Education is the first formal handshake between the state and the child. Through curriculum, a nation answers three essential questions: Who belongs? Who helped build this country? Who matters?
Excluding the Igbo from a national history framework hands students a broken compass. It suggests that some peoples are peripheral, some contributions dispensable, and some identities negotiable. That is not education. It is narrative engineering.
The Igbo experience is not a regional footnote but a central pillar of Nigeria’s historical and contemporary development. From early African civilizations and archaeology, evidenced by iron smelting in Lejja dating to around 2000 BC and the sophisticated bronze and iron works of Igbo-Ukwu, radiocarbon dated to the 9th century AD, to distinctive pre-colonial republican systems of governance, the Igbo have made foundational contributions to the Nigerian story. These include complex community institutions, extensive commercial and migratory networks across West Africa, and significant roles in anti-colonial resistance and constitutional development. The civil war and its enduring lessons on unity, justice, and national reconciliation, as well as post-war reconstruction, entrepreneurship, and the dynamism of the global Igbo diaspora, further underscore this legacy. To remove these strands is to reduce the teaching of Nigeria to a mere outline—stripped of its depth, complexity, and substance.
Nations rarely fracture first through violence. They fracture through stories poorly told and stories deliberately omitted. When students inherit a filtered past, they inherit a fragile sense of citizenship.
Curriculum revisionism produces predictable consequences: alienation, superficial unity, and deferred instability. Students from excluded communities disengage when they cannot find themselves in the national record. A single-story narrative creates the illusion of cohesion while deepening misunderstanding. Suppressed histories do not disappear. They accumulate pressure.
Nigeria has already paid dearly for historical amnesia. Textbooks should not become new instruments of it.
As a federation rather than a monoculture, states in Nigeria should exercise meaningful authority in education policy, language, and cultural programming. Igbo-speaking states are therefore justified in coordinated action where national materials fail basic standards of accuracy and inclusion.
State governments with significant Igbo populations, particularly in the South East, South South, and North Central, should act jointly.
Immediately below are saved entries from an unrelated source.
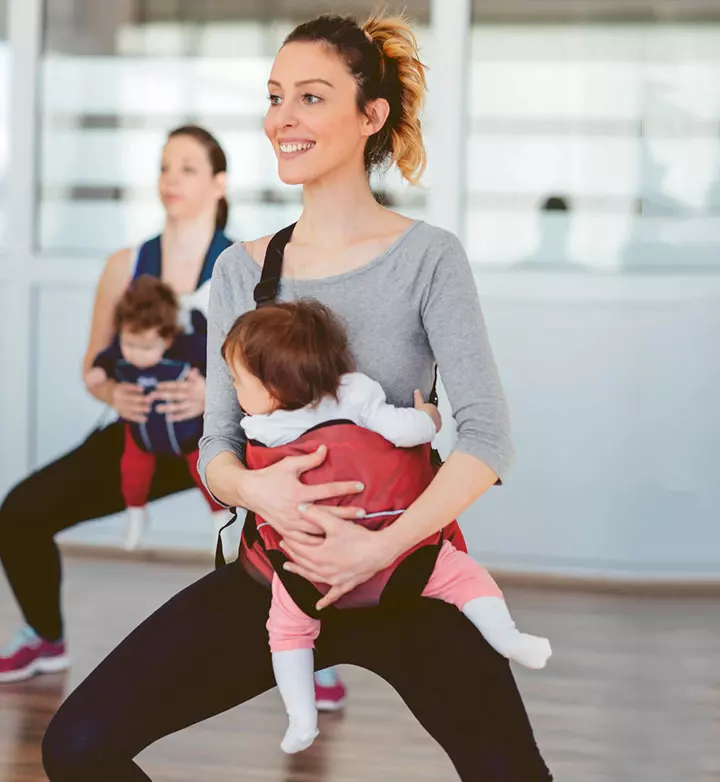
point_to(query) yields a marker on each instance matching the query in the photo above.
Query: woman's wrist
(391, 544)
(227, 479)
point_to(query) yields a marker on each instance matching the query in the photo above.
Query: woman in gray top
(343, 99)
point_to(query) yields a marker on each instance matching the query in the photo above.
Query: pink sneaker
(28, 654)
(330, 692)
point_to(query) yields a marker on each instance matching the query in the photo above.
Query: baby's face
(252, 395)
(142, 348)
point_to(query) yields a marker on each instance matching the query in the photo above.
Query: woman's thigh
(456, 685)
(203, 652)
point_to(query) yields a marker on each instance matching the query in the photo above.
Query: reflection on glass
(117, 76)
(4, 107)
(618, 115)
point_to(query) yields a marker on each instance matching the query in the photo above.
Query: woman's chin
(290, 177)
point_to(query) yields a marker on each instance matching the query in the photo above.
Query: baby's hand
(431, 410)
(95, 377)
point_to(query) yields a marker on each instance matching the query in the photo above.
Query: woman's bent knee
(71, 751)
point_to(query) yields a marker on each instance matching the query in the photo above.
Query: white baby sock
(137, 524)
(220, 519)
(294, 674)
(492, 618)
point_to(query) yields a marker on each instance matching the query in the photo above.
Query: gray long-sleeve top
(415, 304)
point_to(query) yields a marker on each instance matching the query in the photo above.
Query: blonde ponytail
(404, 81)
(382, 56)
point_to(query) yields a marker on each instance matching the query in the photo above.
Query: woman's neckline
(392, 247)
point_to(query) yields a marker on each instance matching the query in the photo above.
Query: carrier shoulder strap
(266, 290)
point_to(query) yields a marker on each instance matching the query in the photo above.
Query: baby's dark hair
(298, 350)
(147, 304)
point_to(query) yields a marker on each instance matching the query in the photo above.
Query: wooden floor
(632, 694)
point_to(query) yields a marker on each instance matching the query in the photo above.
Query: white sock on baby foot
(297, 738)
(294, 674)
(532, 651)
(137, 519)
(492, 618)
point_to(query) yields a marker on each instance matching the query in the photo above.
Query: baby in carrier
(293, 374)
(150, 348)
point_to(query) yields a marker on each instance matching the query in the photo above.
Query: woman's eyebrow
(303, 82)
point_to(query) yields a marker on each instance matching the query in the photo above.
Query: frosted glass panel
(594, 145)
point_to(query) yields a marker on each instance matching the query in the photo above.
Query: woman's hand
(276, 493)
(130, 402)
(184, 399)
(347, 555)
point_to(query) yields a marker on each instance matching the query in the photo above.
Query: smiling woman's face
(313, 121)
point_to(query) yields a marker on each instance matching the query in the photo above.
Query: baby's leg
(137, 468)
(459, 580)
(292, 639)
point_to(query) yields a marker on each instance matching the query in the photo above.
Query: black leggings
(83, 484)
(206, 650)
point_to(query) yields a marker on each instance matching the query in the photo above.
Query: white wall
(613, 384)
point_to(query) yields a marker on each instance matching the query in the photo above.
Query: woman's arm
(455, 326)
(454, 323)
(112, 284)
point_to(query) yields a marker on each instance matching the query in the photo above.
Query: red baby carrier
(393, 477)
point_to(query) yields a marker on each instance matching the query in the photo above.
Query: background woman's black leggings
(206, 650)
(83, 484)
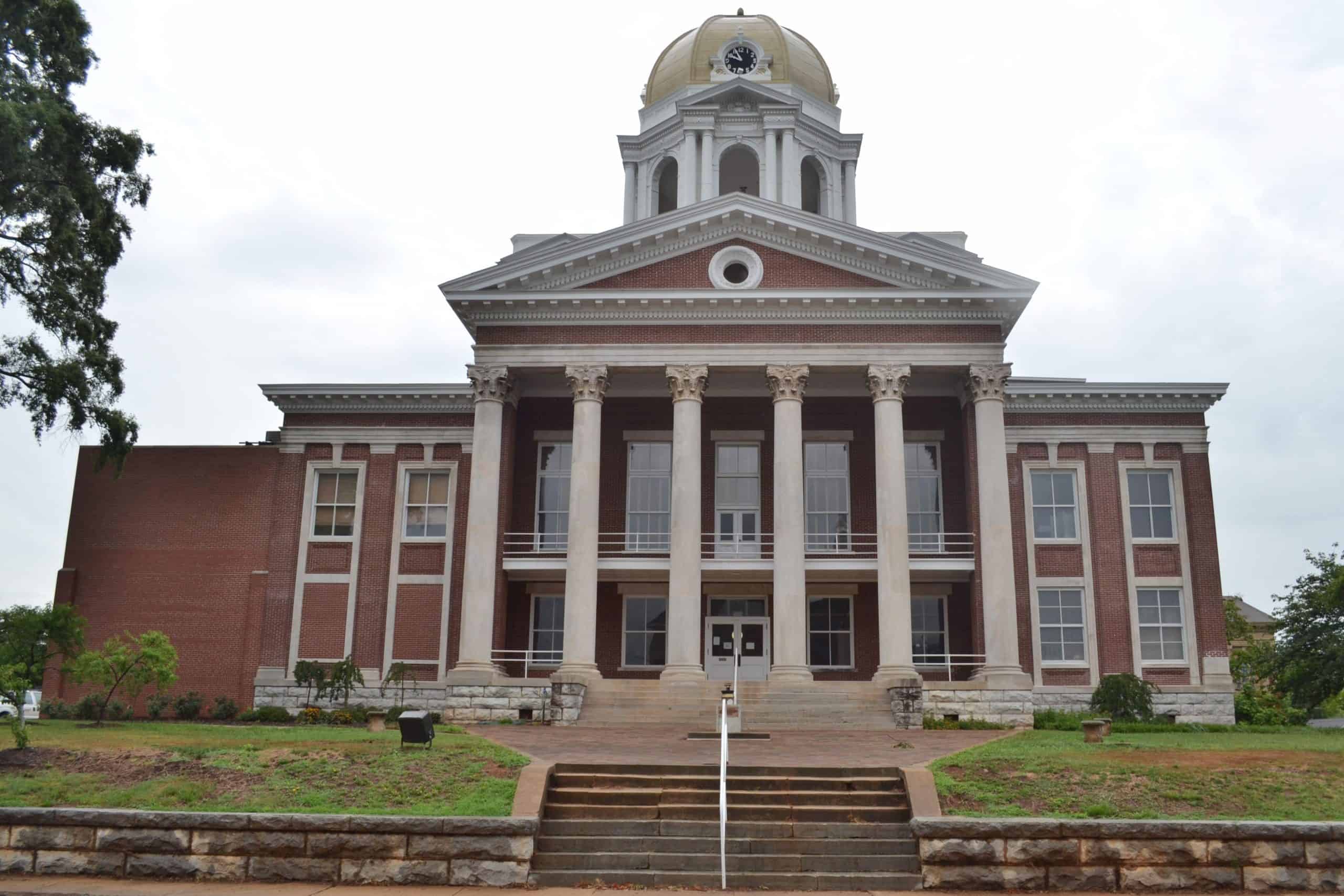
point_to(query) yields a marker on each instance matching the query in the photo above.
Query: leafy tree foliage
(1308, 660)
(128, 664)
(65, 181)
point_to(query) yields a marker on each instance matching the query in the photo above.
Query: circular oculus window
(736, 268)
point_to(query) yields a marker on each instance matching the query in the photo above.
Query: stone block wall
(267, 848)
(1133, 856)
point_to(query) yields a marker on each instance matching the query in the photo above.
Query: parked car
(32, 700)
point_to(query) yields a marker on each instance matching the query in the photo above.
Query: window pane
(1043, 523)
(417, 488)
(1042, 493)
(1163, 523)
(1138, 487)
(1140, 523)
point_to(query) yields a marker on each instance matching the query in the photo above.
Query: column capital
(786, 381)
(491, 383)
(887, 382)
(588, 382)
(985, 382)
(687, 382)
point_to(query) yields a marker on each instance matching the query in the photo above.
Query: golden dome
(687, 59)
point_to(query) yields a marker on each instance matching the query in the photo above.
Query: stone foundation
(267, 848)
(461, 704)
(1040, 853)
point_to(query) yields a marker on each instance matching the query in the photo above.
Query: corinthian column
(683, 661)
(887, 385)
(790, 656)
(494, 388)
(985, 388)
(580, 660)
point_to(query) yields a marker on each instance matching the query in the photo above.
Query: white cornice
(371, 398)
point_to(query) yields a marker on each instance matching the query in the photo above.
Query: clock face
(740, 59)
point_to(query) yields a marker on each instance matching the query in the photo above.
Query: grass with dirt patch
(308, 769)
(1289, 775)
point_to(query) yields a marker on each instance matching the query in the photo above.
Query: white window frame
(537, 499)
(1033, 505)
(625, 626)
(848, 498)
(947, 636)
(1171, 484)
(1182, 581)
(734, 549)
(847, 598)
(942, 507)
(531, 626)
(1184, 624)
(1083, 605)
(643, 542)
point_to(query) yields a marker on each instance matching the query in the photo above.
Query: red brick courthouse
(738, 416)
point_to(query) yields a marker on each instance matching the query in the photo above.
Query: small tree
(310, 675)
(128, 666)
(343, 679)
(397, 676)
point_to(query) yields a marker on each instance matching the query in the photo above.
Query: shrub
(225, 708)
(188, 705)
(1258, 705)
(1124, 696)
(156, 704)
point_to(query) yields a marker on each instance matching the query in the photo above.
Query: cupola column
(687, 385)
(896, 661)
(1003, 668)
(791, 594)
(494, 390)
(588, 383)
(632, 181)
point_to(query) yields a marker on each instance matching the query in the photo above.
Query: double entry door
(753, 636)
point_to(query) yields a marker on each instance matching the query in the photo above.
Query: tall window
(426, 504)
(830, 633)
(737, 499)
(1162, 632)
(827, 484)
(648, 496)
(553, 496)
(646, 632)
(1151, 504)
(548, 629)
(924, 496)
(334, 503)
(1054, 504)
(929, 630)
(1061, 625)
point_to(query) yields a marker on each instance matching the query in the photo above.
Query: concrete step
(737, 880)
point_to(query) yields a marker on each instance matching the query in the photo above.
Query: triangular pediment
(904, 261)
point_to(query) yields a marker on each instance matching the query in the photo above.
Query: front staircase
(766, 705)
(788, 828)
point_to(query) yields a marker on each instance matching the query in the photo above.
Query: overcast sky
(1171, 174)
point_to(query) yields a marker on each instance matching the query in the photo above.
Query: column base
(577, 673)
(683, 672)
(791, 673)
(1003, 678)
(474, 673)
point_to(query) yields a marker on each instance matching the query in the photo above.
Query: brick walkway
(654, 745)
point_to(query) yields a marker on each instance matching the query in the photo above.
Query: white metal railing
(527, 657)
(740, 547)
(948, 661)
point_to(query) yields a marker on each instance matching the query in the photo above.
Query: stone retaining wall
(238, 847)
(1038, 853)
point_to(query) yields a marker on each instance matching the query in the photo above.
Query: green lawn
(1288, 775)
(289, 769)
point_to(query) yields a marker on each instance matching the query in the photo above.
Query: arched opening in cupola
(666, 179)
(740, 171)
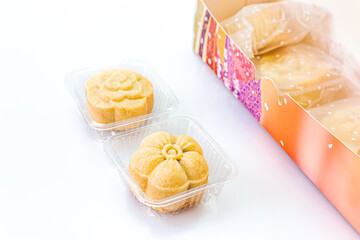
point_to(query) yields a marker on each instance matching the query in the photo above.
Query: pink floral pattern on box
(229, 63)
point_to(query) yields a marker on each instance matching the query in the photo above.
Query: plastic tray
(165, 102)
(221, 170)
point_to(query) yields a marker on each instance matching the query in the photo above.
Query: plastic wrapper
(260, 28)
(342, 118)
(309, 75)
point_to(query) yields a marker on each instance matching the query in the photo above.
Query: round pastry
(342, 118)
(308, 74)
(273, 25)
(166, 165)
(118, 94)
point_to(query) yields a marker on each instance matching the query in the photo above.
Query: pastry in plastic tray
(166, 165)
(342, 118)
(118, 94)
(306, 73)
(260, 28)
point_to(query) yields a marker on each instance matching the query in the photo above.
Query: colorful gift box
(329, 163)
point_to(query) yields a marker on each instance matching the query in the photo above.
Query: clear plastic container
(221, 169)
(165, 102)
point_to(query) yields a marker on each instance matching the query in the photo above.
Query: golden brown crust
(118, 94)
(166, 165)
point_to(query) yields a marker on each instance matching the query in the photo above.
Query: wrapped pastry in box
(279, 59)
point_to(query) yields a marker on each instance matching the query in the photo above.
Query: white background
(57, 183)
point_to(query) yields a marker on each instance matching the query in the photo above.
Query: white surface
(57, 183)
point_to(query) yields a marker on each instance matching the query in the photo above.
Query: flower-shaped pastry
(118, 94)
(308, 74)
(166, 165)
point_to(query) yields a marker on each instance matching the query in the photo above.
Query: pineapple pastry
(342, 118)
(118, 94)
(166, 165)
(309, 75)
(260, 28)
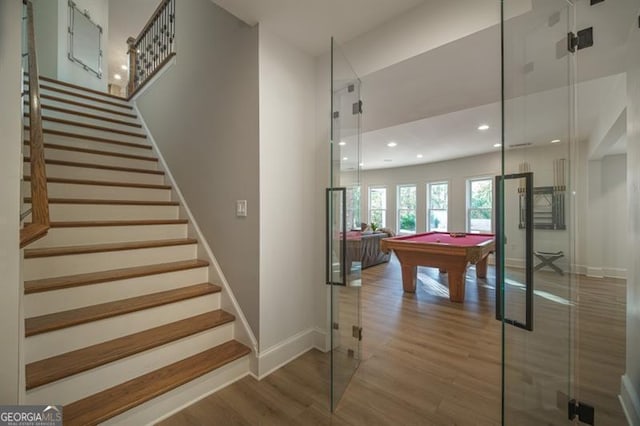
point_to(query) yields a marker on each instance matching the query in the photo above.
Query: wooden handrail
(152, 48)
(152, 19)
(39, 225)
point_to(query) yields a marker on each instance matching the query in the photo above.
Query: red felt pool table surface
(446, 238)
(441, 250)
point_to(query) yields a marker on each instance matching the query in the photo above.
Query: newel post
(131, 42)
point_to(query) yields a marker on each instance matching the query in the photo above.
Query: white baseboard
(286, 351)
(630, 401)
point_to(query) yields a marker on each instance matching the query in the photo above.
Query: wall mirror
(84, 40)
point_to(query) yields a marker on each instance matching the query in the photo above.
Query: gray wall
(631, 381)
(203, 113)
(10, 174)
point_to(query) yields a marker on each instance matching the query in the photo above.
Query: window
(353, 207)
(378, 206)
(406, 209)
(479, 205)
(437, 206)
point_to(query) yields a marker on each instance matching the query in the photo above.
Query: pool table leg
(409, 278)
(481, 268)
(457, 278)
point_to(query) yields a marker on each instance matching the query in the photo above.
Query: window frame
(399, 208)
(429, 209)
(383, 210)
(469, 182)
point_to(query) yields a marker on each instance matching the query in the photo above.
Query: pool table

They can commission an independent panel of historians and curriculum specialists to document omissions and distortions with scholarly precision, decline adoption of flawed materials, and develop a complementary, evidence-based curriculum framework. A corrected framework can then be submitted for national review and integration, while a temporary stopgap syllabus ensures continuity in instruction.
This is not about parallel histories. It is about preventing historical malpractice.
This argument is not a call for ethnocentric textbooks or grievance narratives. It is a call for accuracy, proportion, and inclusion. A credible Nigerian history curriculum must fairly represent Hausa, Yoruba, Igbo, Fulani, Ijaw, Kanuri, Tiv, Ibibio, and the many other peoples who share the national space.
Truth is not owned by any one group. But neither should it erase another. Confident nations do not fear complexity in their past. They teach it fully and responsibly.
Nigeria’s story is not a solo performance. It is an orchestra of histories, sometimes tense, often brilliant, always interconnected. Remove one section and the music turns false.
Students deserve the full score.
If the reported omission is confirmed, Igbo states should reject the text, demand correction, and if necessary produce academically rigorous alternatives that restore balance. Not as protest alone, but as contribution. Not as defiance, but as responsibility.
A nation that edits out its people edits down its future.